As I previewed earlier this week, the Australian and Japanese foreign ministers, the Indian external affairs minister, and the U.S. secretary of state met in Tokyo on October 6 for the second ministerial of the Quadrilateral, or “Quad.” My previous post included charts explaining the evolution and the activities of the Quad ahead of the ministerial. Now that the meeting has taken place, let’s take a look at the outcomes, including what emerged from it and what didn’t.
While the Quad ministers did not release a joint statement, Australia, India, Japan, and the U.S. did issue readouts. They provide a sense of the agenda, as well as where there is — and is not — overlap. The separate readouts also give some additional details. For instance, the Japanese one noted that North Korea and the South China Sea came up for discussion; the Australian and Indian ones mentioned the delivery of safe and effective COVID-19 vaccines; and Canberra’s document highlighted the subject of critical minerals.

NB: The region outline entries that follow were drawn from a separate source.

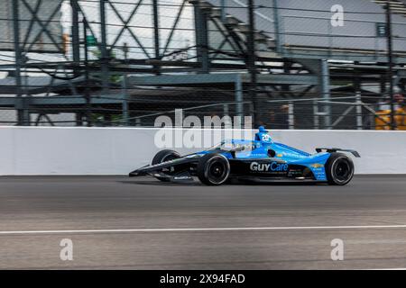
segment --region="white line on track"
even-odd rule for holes
[[[260,231],[260,230],[362,230],[362,229],[406,229],[406,225],[366,226],[292,226],[292,227],[235,227],[235,228],[175,228],[175,229],[111,229],[78,230],[26,230],[0,231],[0,235],[24,234],[81,234],[81,233],[143,233],[143,232],[198,232],[198,231]]]

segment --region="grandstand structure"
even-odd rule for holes
[[[380,104],[405,91],[406,1],[6,3],[3,124],[152,126],[183,109],[374,129]]]

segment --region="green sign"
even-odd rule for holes
[[[88,46],[96,46],[97,44],[97,39],[93,35],[87,35],[86,42],[88,43]]]
[[[386,23],[376,23],[376,37],[386,37],[387,31]]]

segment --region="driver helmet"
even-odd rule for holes
[[[255,134],[255,140],[263,143],[272,143],[271,136],[268,134],[268,130],[263,126],[258,127],[258,132]]]

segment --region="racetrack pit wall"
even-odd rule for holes
[[[0,175],[127,175],[150,164],[161,149],[155,145],[158,130],[153,128],[0,127]],[[178,136],[187,132],[186,129],[172,130]],[[204,142],[209,135],[219,133],[219,130],[196,130],[195,132],[201,133]],[[254,132],[248,131],[253,136]],[[316,153],[318,147],[355,149],[361,154],[360,158],[351,156],[355,174],[406,174],[404,131],[271,130],[270,133],[274,141],[309,153]],[[180,154],[205,149],[177,144],[178,148],[172,148]]]

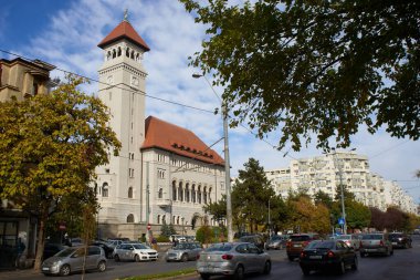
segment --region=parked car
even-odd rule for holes
[[[358,250],[360,247],[360,238],[361,235],[339,235],[335,237],[336,240],[343,240],[349,247],[355,248],[355,250]]]
[[[70,247],[45,259],[41,265],[41,271],[45,276],[69,276],[72,272],[82,271],[83,263],[85,263],[85,270],[105,271],[106,258],[104,250],[97,246],[88,246],[87,248]]]
[[[54,256],[55,253],[69,248],[67,246],[63,246],[61,243],[45,243],[44,252],[42,255],[42,259],[46,260],[48,258]]]
[[[355,249],[343,240],[315,240],[301,252],[300,266],[305,276],[313,270],[335,270],[343,274],[347,268],[357,270],[358,259]]]
[[[102,249],[104,249],[105,251],[105,257],[107,259],[112,259],[113,258],[113,252],[114,252],[114,247],[111,247],[107,242],[105,241],[99,241],[99,240],[96,240],[96,241],[93,241],[91,245],[94,245],[94,246],[98,246],[101,247]]]
[[[239,239],[240,242],[250,242],[255,245],[258,248],[261,250],[264,249],[265,247],[265,240],[262,236],[260,235],[253,235],[253,236],[243,236]]]
[[[286,255],[290,261],[298,258],[301,251],[313,240],[319,239],[317,234],[295,234],[291,235],[286,242]]]
[[[393,255],[392,243],[388,234],[365,234],[360,239],[360,257],[366,255]]]
[[[115,261],[120,260],[154,260],[156,261],[159,253],[155,249],[144,243],[120,243],[114,249]]]
[[[272,236],[269,239],[269,241],[266,242],[265,248],[267,250],[270,250],[270,249],[275,249],[275,250],[283,249],[284,247],[286,247],[287,239],[288,239],[288,236]]]
[[[166,252],[166,261],[188,261],[197,260],[202,251],[202,247],[198,242],[181,242]]]
[[[243,279],[245,273],[271,272],[270,255],[250,242],[214,243],[200,253],[197,272],[202,279],[211,276],[234,276]]]
[[[389,234],[389,240],[392,243],[393,248],[411,248],[411,237],[409,235],[402,234],[402,232],[392,232]]]

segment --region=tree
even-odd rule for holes
[[[77,89],[83,82],[69,76],[51,94],[0,103],[0,197],[38,216],[36,270],[50,215],[64,201],[82,207],[95,168],[120,148],[108,110]]]
[[[281,127],[295,151],[348,147],[360,125],[419,139],[419,1],[180,2],[207,28],[191,64],[224,87],[232,126]]]
[[[267,221],[269,199],[275,196],[259,160],[250,158],[239,170],[232,190],[232,212],[238,226],[249,225],[251,232]]]

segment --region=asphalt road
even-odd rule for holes
[[[258,280],[296,280],[296,279],[314,279],[314,280],[416,280],[420,279],[420,236],[413,237],[413,247],[411,249],[396,249],[393,256],[390,257],[367,257],[359,258],[359,269],[357,271],[347,271],[344,276],[313,273],[304,277],[300,269],[297,261],[288,261],[284,250],[273,251],[269,253],[272,256],[273,266],[270,276],[252,274],[248,279]],[[195,261],[189,262],[169,262],[167,263],[162,258],[153,262],[115,262],[108,261],[108,268],[105,272],[88,272],[82,278],[81,273],[66,277],[66,280],[114,280],[123,279],[133,276],[145,276],[159,273],[165,271],[179,270],[183,268],[195,268]],[[45,280],[41,273],[33,272],[32,270],[23,270],[15,272],[0,272],[0,279],[13,280]],[[49,278],[51,279],[51,278]],[[197,280],[200,277],[197,274],[185,277],[185,280]],[[211,279],[223,279],[222,277],[214,277]]]

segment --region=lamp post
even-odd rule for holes
[[[227,195],[227,229],[228,229],[228,241],[233,241],[232,231],[232,201],[231,201],[231,186],[230,186],[230,158],[229,158],[229,135],[228,135],[228,107],[225,102],[223,102],[220,96],[216,93],[214,87],[211,85],[210,81],[202,74],[192,74],[192,77],[199,79],[204,77],[206,82],[209,84],[210,89],[213,91],[214,95],[221,101],[222,118],[223,118],[223,137],[224,137],[224,184],[225,184],[225,195]]]
[[[337,154],[336,154],[336,151],[335,148],[333,148],[334,151],[334,157],[335,157],[335,162],[337,159]],[[356,151],[356,148],[351,148],[350,152],[353,151]],[[344,205],[344,186],[343,186],[343,169],[342,169],[342,166],[340,164],[338,163],[338,176],[339,176],[339,189],[340,189],[340,197],[342,197],[342,218],[343,218],[343,234],[344,235],[347,235],[347,219],[346,219],[346,207]]]

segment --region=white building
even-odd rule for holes
[[[398,206],[416,212],[412,197],[406,195],[396,183],[386,182],[380,175],[370,173],[366,156],[355,152],[336,151],[309,158],[293,159],[286,168],[265,172],[276,194],[283,198],[290,191],[304,191],[311,196],[318,190],[336,196],[337,186],[343,184],[356,199],[369,207],[386,210]]]
[[[98,96],[122,142],[119,156],[97,168],[102,236],[137,239],[146,225],[159,231],[164,222],[192,230],[203,205],[225,191],[224,160],[192,132],[145,117],[143,59],[150,49],[127,19],[98,46],[104,50]]]

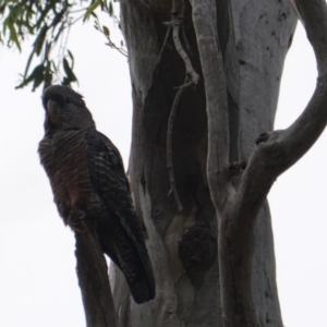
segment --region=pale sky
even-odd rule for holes
[[[92,25],[73,28],[70,37],[80,81],[75,89],[126,165],[132,114],[128,62],[104,45]],[[0,326],[85,326],[74,237],[57,214],[36,153],[44,135],[40,89],[14,89],[27,55],[0,48]],[[276,129],[302,112],[315,78],[313,52],[299,25],[282,76]],[[326,148],[324,133],[269,194],[286,327],[327,327]]]

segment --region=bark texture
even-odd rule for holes
[[[170,194],[166,155],[175,87],[185,80],[184,63],[171,36],[162,49],[167,34],[162,23],[171,21],[172,3],[121,0],[134,107],[129,175],[136,209],[147,228],[147,247],[157,283],[155,300],[137,305],[130,298],[121,272],[111,267],[121,327],[223,326],[216,209],[206,175],[207,101],[193,24],[196,1],[191,2],[193,12],[191,4],[185,3],[184,31],[192,50],[189,56],[202,80],[184,90],[174,118],[172,160],[184,208],[179,213]],[[211,14],[226,74],[230,147],[227,160],[247,160],[256,137],[272,130],[295,15],[288,0],[209,2],[214,3]],[[235,181],[235,185],[239,183]],[[267,204],[261,209],[252,233],[253,263],[246,278],[252,280],[254,314],[259,326],[282,327]]]

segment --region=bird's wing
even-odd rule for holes
[[[92,182],[112,216],[119,219],[131,241],[145,247],[142,222],[131,195],[122,158],[116,146],[96,130],[87,133],[88,167]]]

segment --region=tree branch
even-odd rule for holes
[[[315,143],[327,123],[327,5],[325,0],[296,0],[314,48],[318,81],[299,119],[284,131],[256,141],[239,190],[226,206],[219,238],[219,264],[226,326],[258,326],[252,299],[254,225],[275,180]]]
[[[76,272],[82,292],[87,327],[117,327],[106,258],[97,239],[82,221],[75,231]]]
[[[181,56],[181,58],[184,61],[186,74],[190,75],[192,82],[194,83],[194,85],[196,85],[198,83],[199,76],[193,69],[191,59],[190,59],[189,55],[186,53],[186,51],[184,50],[184,47],[180,39],[180,33],[182,33],[183,38],[185,36],[184,32],[183,32],[183,27],[182,27],[183,19],[184,19],[184,9],[185,9],[184,0],[173,0],[172,1],[172,10],[171,10],[172,39],[174,43],[175,50],[178,51],[178,53]],[[190,48],[186,38],[184,38],[184,43],[185,43],[186,48]]]
[[[244,215],[261,208],[274,181],[316,142],[327,124],[327,4],[296,0],[318,66],[316,89],[303,113],[287,130],[262,134],[243,174],[237,202]]]

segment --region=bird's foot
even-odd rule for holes
[[[246,165],[247,165],[247,161],[230,164],[228,167],[228,171],[232,177],[241,174],[245,170]]]
[[[85,211],[72,209],[68,219],[68,225],[73,231],[82,233],[84,232],[84,227],[82,222],[85,216]]]

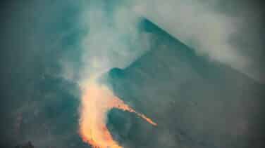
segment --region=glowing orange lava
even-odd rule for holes
[[[82,90],[79,132],[83,141],[93,148],[122,147],[113,139],[106,126],[106,113],[113,108],[135,113],[149,123],[156,126],[150,119],[125,105],[104,86],[90,82]]]

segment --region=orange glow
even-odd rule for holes
[[[90,82],[82,90],[79,132],[82,140],[93,148],[122,147],[113,139],[106,126],[106,114],[111,109],[135,113],[149,123],[156,126],[150,119],[125,105],[103,85]]]

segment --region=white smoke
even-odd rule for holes
[[[257,48],[235,46],[231,41],[237,34],[241,34],[242,23],[249,23],[246,19],[249,16],[215,11],[214,4],[220,1],[139,1],[135,11],[194,48],[199,55],[209,57],[211,60],[222,62],[257,81],[263,81],[264,72],[259,69],[258,63],[260,61],[257,56],[248,54],[259,52]],[[250,11],[249,9],[247,11]],[[244,35],[240,37],[244,39],[249,34]]]

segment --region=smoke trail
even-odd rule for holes
[[[119,148],[106,127],[106,114],[113,108],[136,114],[150,124],[154,121],[116,97],[97,78],[113,67],[123,68],[147,50],[147,35],[139,31],[139,18],[132,13],[128,4],[107,4],[91,1],[88,11],[81,17],[87,28],[82,41],[82,67],[80,72],[81,105],[79,133],[92,147]],[[110,3],[110,2],[109,2]]]

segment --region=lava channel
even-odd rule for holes
[[[107,112],[111,109],[135,113],[156,126],[152,119],[125,104],[105,86],[89,83],[83,88],[81,100],[79,133],[82,140],[92,148],[122,147],[113,139],[106,125]]]

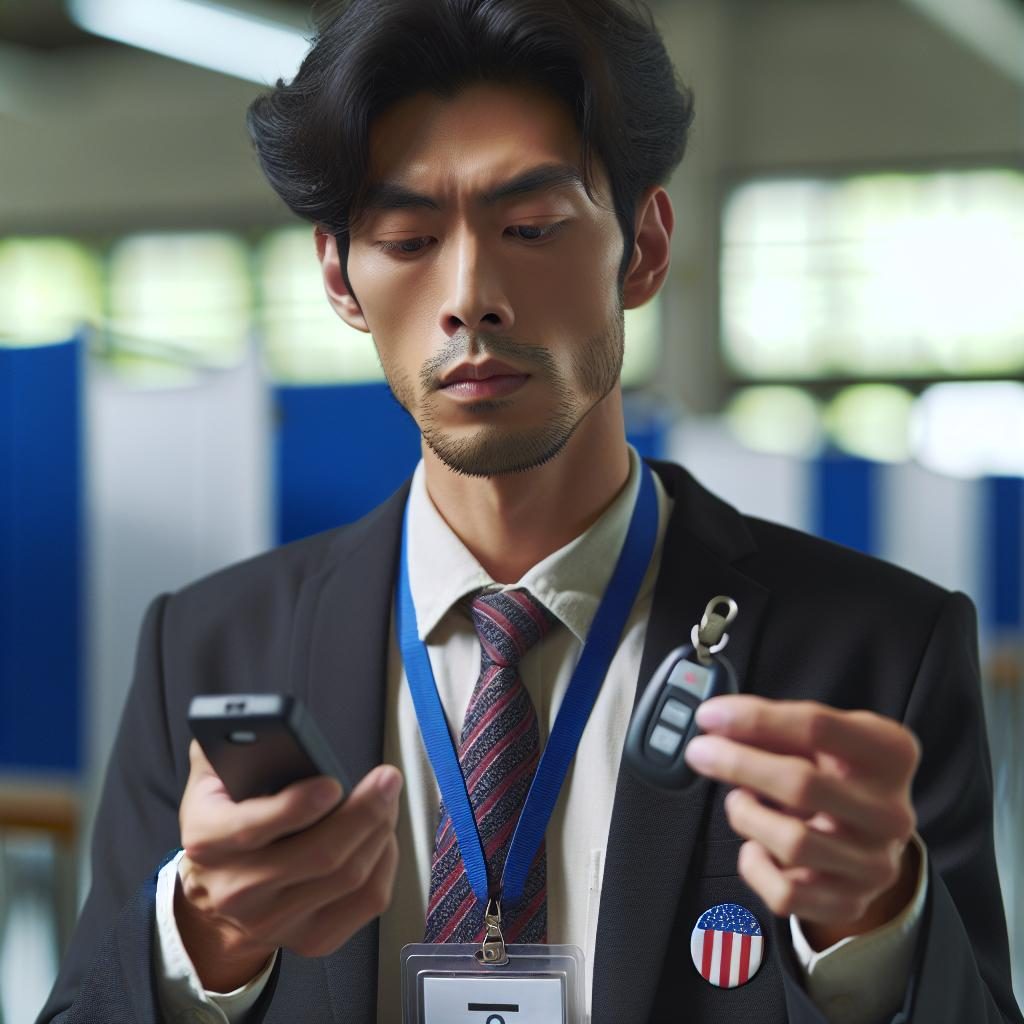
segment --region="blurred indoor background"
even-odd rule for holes
[[[653,9],[698,113],[671,275],[627,316],[631,437],[974,599],[1021,997],[1024,0]],[[307,16],[0,0],[7,1024],[84,894],[151,598],[355,518],[417,458],[244,127]]]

In their readouts as well as their opening statements, each Quad country also outlined its vision of the kind of Indo-Pacific it would like to see. All four also emphasized the importance of working with other like-minded partners (even beyond the Association for Southeast Asian Nations, or ASEAN). Japan mentioned European partners, in particular. As expected, no announcement was made about including Australia in the U.S.-India-Japan MALABAR maritime exercise, but Indian official sources indicated that an announcement would be made before the exercise in November.